5. Hang out in Treptower Park
This park is near an abandoned amusement park. Bike, relax in one of the beer gardens, or rent a boat and paddle down the Spree River. It’s my favorite park in the city. Visit the Inselgarten beer garden with its giant bar swings and random tango classes.
Other Things to See and Do in Berlin
1. Hang out in Potsdamer Platz
In the 1920s, Potsdamer Platz was the busiest square in Europe but it was destroyed during World War II and then divided by the Berlin Wall. After German reunification, it became the largest building site in Europe. It was transformed into a showpiece for the “new Berlin,” with modern architecture like skyrises, hotels, cinemas, shopping centers, and the massive central plaza.
2. See the famous Reichstag
The seat of the German Parliament is one of Berlin’s most historic landmarks. It has a clear dome (to promote “transparency” in the government) and draws some of the biggest crowds in Berlin. You can visit the dome (it’s free), but you have to make a reservation ahead of time. From the dome, you can enjoy panoramic views over the city and learn about the parliament’s history from the interior exhibitions. (Bring your passport as it’s required for entry!).
3. Enjoy the view from Fernsehturm TV Tower in Alexanderplatz
Germany’s main city square contains the iconic 368-meter-high Fernsehturm TV Tower. You can visit the tower’s observation deck for dazzling views of the city. Tickets start from 25.50 EUR. Otherwise, Alexanderplatz is an exciting hub of activity as people come to shop, eat, and hang out.
4. Tour the German Historical Museum
This museum covers everything from prehistory right up to the present day. There are numerous in-depth exhibits here, so schedule a few hours to see it all. It’s one of my favorite history museums in the world because it is very, very detailed. Highlights include a 3.5-meter-tall coat of arms column from 1486, Napoleon’s hat from the battle of Waterloo in 1815, and a personal computer from East Germany. Admission is 8 EUR. Note: the permanent exhibitions are closed for renovations until 2025. Temporary exhibitions are still accessible.

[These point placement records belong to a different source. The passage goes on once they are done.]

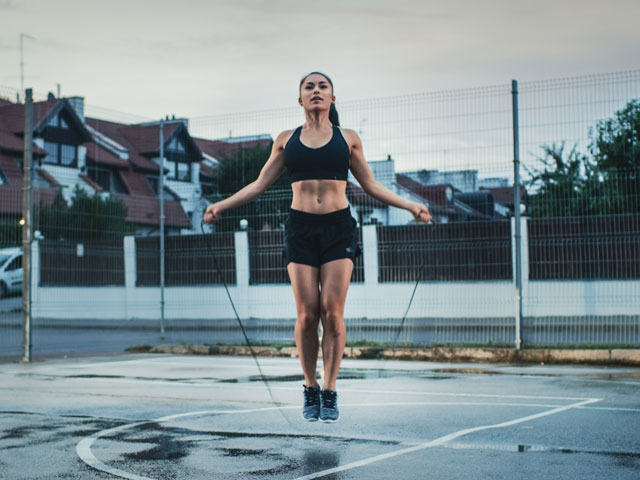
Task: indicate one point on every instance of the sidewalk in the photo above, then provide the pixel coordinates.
(437, 354)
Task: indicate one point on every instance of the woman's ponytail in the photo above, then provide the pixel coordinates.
(333, 115)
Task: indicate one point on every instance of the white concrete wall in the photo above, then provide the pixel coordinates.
(494, 299)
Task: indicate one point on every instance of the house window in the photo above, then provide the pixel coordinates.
(15, 264)
(68, 155)
(52, 153)
(61, 154)
(59, 122)
(153, 182)
(177, 162)
(176, 146)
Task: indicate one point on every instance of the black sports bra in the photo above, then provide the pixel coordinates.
(328, 162)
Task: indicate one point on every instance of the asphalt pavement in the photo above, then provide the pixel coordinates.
(187, 417)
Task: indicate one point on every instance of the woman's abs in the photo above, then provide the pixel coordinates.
(319, 196)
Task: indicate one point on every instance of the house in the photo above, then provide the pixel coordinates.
(111, 159)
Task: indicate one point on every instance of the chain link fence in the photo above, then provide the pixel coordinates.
(103, 281)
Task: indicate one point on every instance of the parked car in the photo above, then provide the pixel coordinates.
(10, 271)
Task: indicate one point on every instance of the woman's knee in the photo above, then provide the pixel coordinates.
(308, 319)
(332, 320)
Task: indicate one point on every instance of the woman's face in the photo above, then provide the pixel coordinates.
(316, 93)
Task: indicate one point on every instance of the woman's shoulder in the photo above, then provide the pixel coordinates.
(284, 136)
(351, 136)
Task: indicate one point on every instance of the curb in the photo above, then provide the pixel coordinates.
(629, 357)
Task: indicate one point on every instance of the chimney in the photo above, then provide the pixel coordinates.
(78, 105)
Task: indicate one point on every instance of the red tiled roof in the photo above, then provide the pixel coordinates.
(91, 183)
(116, 132)
(220, 149)
(137, 183)
(11, 199)
(357, 196)
(48, 177)
(146, 210)
(101, 156)
(146, 138)
(434, 194)
(206, 170)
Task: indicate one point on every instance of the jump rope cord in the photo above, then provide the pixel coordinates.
(415, 287)
(248, 342)
(244, 332)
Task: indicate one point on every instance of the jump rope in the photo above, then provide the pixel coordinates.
(263, 377)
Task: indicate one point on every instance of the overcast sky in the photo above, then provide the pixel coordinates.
(206, 57)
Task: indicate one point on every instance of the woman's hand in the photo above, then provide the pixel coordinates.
(420, 213)
(212, 213)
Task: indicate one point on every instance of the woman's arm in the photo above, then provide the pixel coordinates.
(362, 172)
(270, 172)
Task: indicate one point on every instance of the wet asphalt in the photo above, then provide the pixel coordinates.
(188, 417)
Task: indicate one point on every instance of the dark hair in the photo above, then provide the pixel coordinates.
(333, 113)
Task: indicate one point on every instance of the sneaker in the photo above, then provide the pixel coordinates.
(329, 406)
(311, 407)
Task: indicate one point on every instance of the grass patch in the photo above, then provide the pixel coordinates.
(583, 346)
(139, 349)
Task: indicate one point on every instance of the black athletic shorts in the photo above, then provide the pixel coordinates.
(314, 239)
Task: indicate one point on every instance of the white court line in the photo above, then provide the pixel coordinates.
(259, 386)
(83, 448)
(443, 439)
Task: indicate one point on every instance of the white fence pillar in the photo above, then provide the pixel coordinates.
(520, 295)
(129, 247)
(370, 262)
(35, 277)
(241, 299)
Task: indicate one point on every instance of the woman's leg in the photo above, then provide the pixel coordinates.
(334, 280)
(305, 281)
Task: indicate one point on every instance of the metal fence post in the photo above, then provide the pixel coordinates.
(516, 212)
(27, 211)
(161, 189)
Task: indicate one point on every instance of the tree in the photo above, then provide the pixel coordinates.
(606, 183)
(560, 185)
(88, 218)
(616, 151)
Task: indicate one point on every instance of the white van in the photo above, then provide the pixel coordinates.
(10, 271)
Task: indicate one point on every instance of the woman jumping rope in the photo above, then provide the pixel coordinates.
(320, 233)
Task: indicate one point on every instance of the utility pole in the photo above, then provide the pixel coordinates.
(516, 215)
(161, 192)
(22, 37)
(27, 228)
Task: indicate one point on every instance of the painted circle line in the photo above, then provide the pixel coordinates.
(83, 448)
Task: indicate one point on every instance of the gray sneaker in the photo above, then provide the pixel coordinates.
(311, 406)
(329, 406)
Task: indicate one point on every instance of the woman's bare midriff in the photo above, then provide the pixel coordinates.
(319, 196)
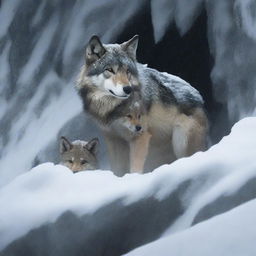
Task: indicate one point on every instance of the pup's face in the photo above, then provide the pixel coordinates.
(112, 67)
(135, 123)
(79, 155)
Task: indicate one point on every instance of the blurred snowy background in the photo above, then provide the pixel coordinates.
(209, 43)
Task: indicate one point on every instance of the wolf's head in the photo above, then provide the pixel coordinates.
(112, 67)
(79, 155)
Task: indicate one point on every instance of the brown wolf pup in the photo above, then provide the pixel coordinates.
(79, 155)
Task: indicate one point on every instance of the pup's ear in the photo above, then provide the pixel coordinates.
(94, 50)
(65, 145)
(131, 46)
(92, 145)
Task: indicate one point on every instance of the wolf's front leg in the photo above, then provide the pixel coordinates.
(138, 152)
(118, 152)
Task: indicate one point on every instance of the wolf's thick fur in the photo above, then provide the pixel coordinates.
(79, 155)
(175, 115)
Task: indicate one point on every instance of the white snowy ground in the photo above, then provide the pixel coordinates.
(44, 193)
(229, 234)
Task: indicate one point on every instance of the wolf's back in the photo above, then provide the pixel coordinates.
(170, 89)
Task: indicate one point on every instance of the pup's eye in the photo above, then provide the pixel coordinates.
(110, 70)
(83, 162)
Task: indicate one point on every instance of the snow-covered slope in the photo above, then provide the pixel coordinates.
(229, 234)
(53, 211)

5. Head to Grunewald Forest
If you are looking to escape from the city, the grand expanse of Berlin’s largest forest is the perfect destination for hiking, picnicking, and biking. On hot summer days, head to Kuhhorn Badestrand, which has a cove and beach where Berliners come to swim and lounge. In the northernmost part of the forest, you’ll find Teufelsberg, a man-made hill standing 120 meters high. You can hike up here for views over the city as well as to see the abandoned tower that was used as a listening station by the US during the Cold War. Admission to Teufelsberg is 8 EUR. Guided tours in English are 15 EUR and take place on Sundays at 3pm.

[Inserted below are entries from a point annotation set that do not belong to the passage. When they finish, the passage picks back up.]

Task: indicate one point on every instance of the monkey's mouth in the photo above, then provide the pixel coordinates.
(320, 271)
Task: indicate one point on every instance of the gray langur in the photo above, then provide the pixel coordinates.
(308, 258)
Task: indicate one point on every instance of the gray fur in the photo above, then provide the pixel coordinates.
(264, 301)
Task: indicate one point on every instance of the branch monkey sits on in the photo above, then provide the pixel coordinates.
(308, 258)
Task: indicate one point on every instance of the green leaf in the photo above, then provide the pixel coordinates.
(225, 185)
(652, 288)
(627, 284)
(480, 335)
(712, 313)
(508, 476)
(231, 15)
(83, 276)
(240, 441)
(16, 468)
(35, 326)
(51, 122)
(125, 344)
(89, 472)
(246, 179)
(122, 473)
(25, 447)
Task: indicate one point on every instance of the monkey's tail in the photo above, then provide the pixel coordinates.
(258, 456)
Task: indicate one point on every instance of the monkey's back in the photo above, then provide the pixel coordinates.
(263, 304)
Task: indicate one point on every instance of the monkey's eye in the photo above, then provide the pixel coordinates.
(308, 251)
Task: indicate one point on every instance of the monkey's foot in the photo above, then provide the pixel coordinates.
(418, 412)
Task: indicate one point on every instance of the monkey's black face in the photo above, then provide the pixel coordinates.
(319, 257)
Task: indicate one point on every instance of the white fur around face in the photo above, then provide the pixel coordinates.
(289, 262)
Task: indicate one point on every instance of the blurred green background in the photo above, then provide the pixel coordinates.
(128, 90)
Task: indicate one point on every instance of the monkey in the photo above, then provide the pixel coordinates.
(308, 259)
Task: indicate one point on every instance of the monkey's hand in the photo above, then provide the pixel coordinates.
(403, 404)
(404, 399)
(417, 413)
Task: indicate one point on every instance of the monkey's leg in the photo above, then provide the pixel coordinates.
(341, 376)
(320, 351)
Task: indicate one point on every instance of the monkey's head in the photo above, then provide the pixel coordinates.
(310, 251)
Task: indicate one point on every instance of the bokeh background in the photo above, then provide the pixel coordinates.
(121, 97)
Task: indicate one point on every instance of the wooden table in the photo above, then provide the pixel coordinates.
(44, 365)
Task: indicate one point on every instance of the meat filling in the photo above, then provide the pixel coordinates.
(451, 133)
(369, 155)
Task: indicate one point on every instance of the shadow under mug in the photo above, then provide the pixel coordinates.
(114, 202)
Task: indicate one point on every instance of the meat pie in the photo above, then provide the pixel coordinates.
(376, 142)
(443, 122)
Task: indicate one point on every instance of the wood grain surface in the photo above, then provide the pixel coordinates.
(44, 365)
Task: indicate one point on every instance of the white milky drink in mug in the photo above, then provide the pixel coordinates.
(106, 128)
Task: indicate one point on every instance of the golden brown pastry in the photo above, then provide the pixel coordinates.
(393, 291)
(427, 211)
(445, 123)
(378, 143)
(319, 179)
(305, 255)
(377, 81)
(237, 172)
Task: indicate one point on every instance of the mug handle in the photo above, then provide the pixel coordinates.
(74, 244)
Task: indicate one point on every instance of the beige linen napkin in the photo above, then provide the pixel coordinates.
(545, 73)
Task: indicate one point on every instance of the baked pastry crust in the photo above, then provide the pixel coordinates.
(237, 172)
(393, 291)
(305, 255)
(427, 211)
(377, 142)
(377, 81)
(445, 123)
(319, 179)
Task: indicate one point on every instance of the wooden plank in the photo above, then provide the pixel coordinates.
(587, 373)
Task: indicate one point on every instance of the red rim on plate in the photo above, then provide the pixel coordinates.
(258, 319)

6. Go to Zoologischer Garten and Aquarium
First opened in 1841, this is Germany’s oldest — and Europe’s most popular — zoo. There are giraffes, elephants, gorillas, and Germany’s only giant pandas, as well as nearly 1,300 other species. The aquarium is equally as impressive and is home to fish, coral, jellyfish, sharks, and more. A combination ticket for the zoo and aquarium is 23 EUR.
7. Visit the Deutsche Kinemathek
More commonly referred to as the Film Museum, this museum hosts festivals throughout the year. However, it’s also worth visiting for its fascinating interactive exhibits on German film. You can learn about German movie history, try out historical filmmaking instruments, explore the ins and outs of cinematic storytelling, watch Nazi propaganda films, and play your own role in front of a green screen in the museum’s studio. The museum theater also offers regular showings of foreign and historic films. Admission to the museum is 9 EUR with a free audio guide available and tickets to see a film are 8 EUR. Entrance is free on the first Sunday of the month.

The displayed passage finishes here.